Kekaya (Sanskrit: Kekaya) was an ancient Indo-Aryan tribe of north-western South Asia whose existence is attested during the Iron Age (c.1100–500 BCE).

==Location==
The Kekayas were located between the Gāndhāra kingdom and the Vipāśā river, more precisely on a tributary of the Irāvatī river named the Saranges by ancient Greek authors.

The capital of Kekaya was a city named Rājagṛha or Girivraja, identified with the modern-day Girjak or Jalalpur in the Pakistani Punjab.

==History==
The Kekeyas, as well as the neighbouring Madra and Uśīnara tribes, were descended from the Ṛgvedic Anu tribe which lived near the Paruṣṇī river in the central Punjab region, in the same area where the Kekayas were later located.

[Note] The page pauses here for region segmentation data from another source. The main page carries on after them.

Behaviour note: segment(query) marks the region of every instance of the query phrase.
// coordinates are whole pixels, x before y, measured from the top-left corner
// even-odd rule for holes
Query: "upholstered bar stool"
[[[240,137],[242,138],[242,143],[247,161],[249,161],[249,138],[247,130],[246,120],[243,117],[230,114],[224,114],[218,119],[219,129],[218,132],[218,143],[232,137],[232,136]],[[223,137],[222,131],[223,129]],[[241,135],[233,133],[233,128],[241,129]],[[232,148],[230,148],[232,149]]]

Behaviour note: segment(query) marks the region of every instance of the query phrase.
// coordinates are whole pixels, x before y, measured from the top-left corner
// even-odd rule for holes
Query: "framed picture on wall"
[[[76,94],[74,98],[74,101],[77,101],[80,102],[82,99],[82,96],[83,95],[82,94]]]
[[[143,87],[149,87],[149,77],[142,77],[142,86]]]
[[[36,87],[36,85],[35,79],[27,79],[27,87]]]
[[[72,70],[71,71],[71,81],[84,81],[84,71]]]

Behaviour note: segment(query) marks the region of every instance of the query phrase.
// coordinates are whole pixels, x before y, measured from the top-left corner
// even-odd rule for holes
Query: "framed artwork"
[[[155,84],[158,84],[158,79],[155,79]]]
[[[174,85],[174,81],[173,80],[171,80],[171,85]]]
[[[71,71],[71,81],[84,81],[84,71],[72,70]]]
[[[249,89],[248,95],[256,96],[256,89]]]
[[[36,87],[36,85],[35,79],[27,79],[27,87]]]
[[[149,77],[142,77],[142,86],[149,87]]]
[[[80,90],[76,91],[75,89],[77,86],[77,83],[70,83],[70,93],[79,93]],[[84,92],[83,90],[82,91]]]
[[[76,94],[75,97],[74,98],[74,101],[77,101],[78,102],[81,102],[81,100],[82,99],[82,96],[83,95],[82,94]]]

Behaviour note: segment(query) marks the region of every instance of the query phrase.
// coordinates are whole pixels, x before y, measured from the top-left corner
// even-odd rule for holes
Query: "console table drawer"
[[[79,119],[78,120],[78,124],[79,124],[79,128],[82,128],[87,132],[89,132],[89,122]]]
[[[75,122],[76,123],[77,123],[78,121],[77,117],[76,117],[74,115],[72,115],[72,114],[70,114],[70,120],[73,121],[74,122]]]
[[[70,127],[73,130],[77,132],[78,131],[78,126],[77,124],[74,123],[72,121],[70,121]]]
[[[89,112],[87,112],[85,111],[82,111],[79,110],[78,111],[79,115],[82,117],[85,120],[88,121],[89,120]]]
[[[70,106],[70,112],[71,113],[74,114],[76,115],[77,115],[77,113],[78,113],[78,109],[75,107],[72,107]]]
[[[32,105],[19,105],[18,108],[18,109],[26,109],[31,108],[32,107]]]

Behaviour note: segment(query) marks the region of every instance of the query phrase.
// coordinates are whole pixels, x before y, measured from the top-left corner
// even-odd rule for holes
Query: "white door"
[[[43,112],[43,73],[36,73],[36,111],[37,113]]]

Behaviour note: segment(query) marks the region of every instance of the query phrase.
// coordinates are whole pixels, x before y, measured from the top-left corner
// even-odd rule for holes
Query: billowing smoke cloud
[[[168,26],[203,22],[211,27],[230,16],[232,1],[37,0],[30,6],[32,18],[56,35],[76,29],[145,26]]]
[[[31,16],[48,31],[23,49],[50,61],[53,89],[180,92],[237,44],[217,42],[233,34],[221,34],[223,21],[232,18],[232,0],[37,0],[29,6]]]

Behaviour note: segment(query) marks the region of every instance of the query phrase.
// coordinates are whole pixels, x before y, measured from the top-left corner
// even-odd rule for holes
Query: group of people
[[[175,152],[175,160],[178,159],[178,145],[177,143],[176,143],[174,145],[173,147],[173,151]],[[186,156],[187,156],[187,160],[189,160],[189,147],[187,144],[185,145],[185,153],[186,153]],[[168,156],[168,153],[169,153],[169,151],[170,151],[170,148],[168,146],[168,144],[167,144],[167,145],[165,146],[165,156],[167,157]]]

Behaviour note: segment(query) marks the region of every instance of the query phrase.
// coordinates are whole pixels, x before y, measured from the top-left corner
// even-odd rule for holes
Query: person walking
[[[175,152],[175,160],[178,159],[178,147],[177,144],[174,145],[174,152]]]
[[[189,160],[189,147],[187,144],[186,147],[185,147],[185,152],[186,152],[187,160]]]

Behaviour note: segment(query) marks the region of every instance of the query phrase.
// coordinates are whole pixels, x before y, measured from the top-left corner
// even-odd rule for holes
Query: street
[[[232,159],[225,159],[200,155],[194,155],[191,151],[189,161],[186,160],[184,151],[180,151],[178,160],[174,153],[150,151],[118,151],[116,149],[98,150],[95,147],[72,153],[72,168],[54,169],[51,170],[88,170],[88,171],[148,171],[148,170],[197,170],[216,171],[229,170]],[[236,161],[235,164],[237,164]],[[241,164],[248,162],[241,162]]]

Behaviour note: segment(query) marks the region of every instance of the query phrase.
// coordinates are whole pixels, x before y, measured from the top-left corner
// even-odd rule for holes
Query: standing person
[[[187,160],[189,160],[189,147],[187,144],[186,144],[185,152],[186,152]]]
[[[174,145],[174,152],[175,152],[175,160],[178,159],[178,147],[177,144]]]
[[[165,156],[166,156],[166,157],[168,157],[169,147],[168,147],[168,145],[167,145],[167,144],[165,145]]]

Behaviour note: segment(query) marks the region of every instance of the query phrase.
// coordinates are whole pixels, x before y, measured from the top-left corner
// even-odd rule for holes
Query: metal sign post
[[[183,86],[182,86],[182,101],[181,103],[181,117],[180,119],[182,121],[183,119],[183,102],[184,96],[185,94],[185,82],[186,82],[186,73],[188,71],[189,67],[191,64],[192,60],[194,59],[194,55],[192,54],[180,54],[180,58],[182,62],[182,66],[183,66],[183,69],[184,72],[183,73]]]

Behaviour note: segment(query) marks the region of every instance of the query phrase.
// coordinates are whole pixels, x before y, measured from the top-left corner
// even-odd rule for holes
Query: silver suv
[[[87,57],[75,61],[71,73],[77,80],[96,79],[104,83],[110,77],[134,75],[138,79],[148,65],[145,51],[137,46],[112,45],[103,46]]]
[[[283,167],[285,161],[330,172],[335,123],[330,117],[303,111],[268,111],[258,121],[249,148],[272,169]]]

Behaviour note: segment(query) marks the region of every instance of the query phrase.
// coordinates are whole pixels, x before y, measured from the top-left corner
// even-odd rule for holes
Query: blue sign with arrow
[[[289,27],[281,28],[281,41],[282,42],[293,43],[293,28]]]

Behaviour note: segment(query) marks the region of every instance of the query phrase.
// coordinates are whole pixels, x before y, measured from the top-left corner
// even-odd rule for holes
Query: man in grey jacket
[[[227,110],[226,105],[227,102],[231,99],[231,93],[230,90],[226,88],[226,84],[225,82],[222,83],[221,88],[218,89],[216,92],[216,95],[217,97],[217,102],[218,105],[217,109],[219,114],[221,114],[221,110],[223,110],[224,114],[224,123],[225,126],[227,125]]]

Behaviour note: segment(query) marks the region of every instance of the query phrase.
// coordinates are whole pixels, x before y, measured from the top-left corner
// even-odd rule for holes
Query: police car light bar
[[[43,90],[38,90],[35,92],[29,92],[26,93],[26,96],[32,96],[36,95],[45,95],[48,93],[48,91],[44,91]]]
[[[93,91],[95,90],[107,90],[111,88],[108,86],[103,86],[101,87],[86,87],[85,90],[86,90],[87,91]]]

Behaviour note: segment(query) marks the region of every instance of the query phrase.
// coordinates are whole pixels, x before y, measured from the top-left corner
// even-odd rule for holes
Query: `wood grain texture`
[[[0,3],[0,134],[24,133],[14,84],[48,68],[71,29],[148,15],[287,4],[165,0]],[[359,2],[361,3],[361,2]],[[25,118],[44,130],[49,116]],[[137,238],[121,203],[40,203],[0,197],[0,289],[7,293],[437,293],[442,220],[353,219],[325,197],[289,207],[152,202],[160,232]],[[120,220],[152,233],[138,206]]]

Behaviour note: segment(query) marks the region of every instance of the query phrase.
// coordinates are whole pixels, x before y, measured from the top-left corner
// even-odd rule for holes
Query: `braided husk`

A famous king of Kekaya during the late Vedic period was Aśvapati, who is mentioned in the Śatapatha Brāhmaṇa and the Chāndogya Upaniṣad as a patron of brāhmaṇas, and was an elder contemporary of the king Janaka of Videha.

During the 6th century BCE, the Kekayas, along with the Madras, Uśīnaras, and Sibis, fell under the suzerainty of the Gāndhāra kingdom, which was the principal imperial power in north-west Iron Age South Asia.

===Later history===
The 10th century CE Kāvyamīmāṃsā of Rājaśekhara furnishes a list of the extant tribes of his times which also includes the Kekayas along with the Shakas, Tusharas, Vokanas, Hunas, Kambojas, Vahlikas, Vahlavas, Limpakas, Tangana, Turukshas, referring to them all as the tribes of Uttarapatha or north division.

A branch of the Kekaya seems to have migrated to southern India in later times and established its authority in Mysore country.

==In epic literature==

The Kekayas appear in epic Hindu literature, especially in the Rāmāyaṇa and the Mahābhārata. In the former, the step-mother of the god Rāma and mother of the prince Bharata is the eponymous princess of Kekaya, Kaikeyī.